H+: A related question… this whole movement toward the quantified self and self-tracking… does the future favor the sort of person who wants to constantly chart and keep track of everything?
KK: Currently the only folks who are tracking themselves quantitatively are slightly obsessive, slightly nerdy. But like many nerdy pursuits before it – say typography, cartography, statistics – self tracking is on its way to become the new normal. Everyone knows about kerning and fonts today, or about mapping coordinates, or about baseball statistics. Soon everyone will be self-tracking.

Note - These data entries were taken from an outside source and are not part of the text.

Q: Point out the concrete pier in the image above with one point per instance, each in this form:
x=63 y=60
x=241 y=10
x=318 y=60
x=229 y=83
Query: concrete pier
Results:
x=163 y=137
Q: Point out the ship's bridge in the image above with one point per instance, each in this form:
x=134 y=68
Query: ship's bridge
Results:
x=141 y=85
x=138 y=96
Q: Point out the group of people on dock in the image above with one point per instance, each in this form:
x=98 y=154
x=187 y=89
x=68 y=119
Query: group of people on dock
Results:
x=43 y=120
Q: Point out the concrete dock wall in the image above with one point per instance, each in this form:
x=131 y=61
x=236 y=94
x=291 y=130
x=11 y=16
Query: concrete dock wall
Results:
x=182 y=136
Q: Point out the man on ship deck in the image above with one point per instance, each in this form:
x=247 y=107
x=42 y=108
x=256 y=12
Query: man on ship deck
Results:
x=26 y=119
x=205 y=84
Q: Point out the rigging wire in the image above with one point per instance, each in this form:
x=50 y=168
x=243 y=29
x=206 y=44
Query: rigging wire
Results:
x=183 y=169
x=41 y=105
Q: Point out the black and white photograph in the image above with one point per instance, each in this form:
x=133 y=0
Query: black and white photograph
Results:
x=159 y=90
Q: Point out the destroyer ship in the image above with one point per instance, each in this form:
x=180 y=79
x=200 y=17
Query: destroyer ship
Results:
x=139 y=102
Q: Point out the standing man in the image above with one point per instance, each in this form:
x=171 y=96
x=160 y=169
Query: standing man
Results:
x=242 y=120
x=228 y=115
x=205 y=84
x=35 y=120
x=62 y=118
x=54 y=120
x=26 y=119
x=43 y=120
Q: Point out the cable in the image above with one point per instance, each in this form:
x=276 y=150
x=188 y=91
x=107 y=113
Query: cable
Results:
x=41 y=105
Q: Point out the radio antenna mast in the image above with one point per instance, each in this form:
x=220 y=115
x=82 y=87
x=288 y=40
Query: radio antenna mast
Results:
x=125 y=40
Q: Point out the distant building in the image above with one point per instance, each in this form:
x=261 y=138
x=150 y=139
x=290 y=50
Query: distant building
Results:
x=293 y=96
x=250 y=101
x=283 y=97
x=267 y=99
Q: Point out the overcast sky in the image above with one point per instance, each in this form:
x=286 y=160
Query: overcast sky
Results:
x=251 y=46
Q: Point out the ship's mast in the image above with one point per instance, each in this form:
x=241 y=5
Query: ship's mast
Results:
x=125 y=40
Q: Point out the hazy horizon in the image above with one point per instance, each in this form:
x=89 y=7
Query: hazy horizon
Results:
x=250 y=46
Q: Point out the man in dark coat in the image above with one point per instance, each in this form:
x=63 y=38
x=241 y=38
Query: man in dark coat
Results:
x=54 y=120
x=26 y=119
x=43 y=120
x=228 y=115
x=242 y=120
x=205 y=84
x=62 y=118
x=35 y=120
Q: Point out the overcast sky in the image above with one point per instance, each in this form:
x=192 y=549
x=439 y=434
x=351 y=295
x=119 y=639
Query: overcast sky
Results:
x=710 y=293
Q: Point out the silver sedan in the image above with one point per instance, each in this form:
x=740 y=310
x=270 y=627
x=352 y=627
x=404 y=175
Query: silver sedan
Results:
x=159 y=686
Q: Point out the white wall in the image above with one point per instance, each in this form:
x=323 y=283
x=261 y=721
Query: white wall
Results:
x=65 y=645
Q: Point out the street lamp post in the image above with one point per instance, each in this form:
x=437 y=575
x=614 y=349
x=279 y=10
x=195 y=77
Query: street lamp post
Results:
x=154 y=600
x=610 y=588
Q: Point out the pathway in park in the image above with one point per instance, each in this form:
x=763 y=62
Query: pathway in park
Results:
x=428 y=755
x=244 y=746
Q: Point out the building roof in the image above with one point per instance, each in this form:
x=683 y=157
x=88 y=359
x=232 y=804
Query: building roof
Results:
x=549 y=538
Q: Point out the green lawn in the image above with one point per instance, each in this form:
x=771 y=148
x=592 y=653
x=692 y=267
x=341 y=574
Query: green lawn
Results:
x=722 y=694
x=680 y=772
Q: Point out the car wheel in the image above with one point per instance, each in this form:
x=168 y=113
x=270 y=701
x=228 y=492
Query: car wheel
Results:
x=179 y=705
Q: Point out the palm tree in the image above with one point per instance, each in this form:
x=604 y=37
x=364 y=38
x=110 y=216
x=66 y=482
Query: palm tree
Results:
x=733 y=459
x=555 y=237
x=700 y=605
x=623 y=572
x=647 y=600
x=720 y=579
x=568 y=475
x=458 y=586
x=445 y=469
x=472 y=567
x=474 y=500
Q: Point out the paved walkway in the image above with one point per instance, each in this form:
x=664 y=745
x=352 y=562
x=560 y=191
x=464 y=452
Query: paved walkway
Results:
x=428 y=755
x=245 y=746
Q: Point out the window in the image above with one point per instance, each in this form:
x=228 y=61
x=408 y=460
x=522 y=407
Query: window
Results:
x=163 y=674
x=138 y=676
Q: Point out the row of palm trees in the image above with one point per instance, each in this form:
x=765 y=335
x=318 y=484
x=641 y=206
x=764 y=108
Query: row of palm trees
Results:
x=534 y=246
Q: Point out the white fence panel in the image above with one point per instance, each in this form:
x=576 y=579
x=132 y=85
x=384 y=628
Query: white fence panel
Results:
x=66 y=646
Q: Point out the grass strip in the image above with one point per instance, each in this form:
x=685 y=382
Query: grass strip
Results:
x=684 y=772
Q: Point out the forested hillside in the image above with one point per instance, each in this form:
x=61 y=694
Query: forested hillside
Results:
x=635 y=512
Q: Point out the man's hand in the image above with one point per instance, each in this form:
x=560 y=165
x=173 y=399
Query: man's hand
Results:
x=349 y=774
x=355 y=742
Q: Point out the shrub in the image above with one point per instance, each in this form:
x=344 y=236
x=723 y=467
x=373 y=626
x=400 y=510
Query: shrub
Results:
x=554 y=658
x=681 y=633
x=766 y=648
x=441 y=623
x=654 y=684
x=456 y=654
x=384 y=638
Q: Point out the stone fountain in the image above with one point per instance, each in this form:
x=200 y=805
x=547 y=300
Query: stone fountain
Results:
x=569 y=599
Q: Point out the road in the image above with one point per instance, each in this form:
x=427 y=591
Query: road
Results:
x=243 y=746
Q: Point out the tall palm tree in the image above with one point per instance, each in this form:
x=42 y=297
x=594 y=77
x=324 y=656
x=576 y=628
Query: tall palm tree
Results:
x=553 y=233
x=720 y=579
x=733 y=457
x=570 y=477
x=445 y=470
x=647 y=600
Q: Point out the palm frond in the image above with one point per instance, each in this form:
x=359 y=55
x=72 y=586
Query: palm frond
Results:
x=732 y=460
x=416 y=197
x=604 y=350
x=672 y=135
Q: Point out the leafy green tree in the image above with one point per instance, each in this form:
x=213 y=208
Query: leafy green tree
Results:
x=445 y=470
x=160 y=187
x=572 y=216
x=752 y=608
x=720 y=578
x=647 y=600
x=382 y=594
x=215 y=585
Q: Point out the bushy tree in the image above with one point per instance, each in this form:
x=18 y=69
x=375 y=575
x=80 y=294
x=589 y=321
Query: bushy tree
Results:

H+: H+ Magazine represents the transhumanist or human enhancement movement. What does that mean to you and what do you think about it?
KK: As far as I can tell I am a transhumanist in that I believe that humans are self-created – that we invented our own humanity, that our humanity is our greatest invention, and that we are not done inventing ourselves yet. I see humans as a mid-point in the long-term evolution of order in this corner of the universe. We are a transitional species.
H+: In the book, you discuss many people who have charted the potential evolution of technologies into possible futures, among them Ray Kurzweil. What do you think of his view of the singularity?
KK: I am not a fan of the strong definition of Kurzweil’s singularity – that at some specific year (2039?) we’ll make an AI smarter than us that will in turn make an AI smarter than itself and that this cycle will accelerate so that within a blink the godlike super-smart AI will solve all our problems, including giving us immortality. There are a number of reasons why I reject this premise, but chief among them is that this idea is a type of “thinkism” which says that we can solve problems simply by thinking about them, when I believe that we not only have to think but to do actual experiments, in biological time and geological time. Ray’s response to this is that we can speed up experiments by doing them in simulation, but simulations only speed up if they are simplified; you can speed up a simulation only if it is not as complex as what you are simulating. So the price of speed in simulations is simplification – which can lead to wrong answers. In short, we can’t “think about” our way to immortality or even super-intelligence. We have to do real stuff in real time.
But I do agree with the weaker version of the singularity – that we will go through some kind of phase transition as we make a global super-organism of humanity and machines. And what it is cannot be seen from this present vantage. However I also think the phase change itself is only possible to view in retrospect. It will be invisible to us in the transition.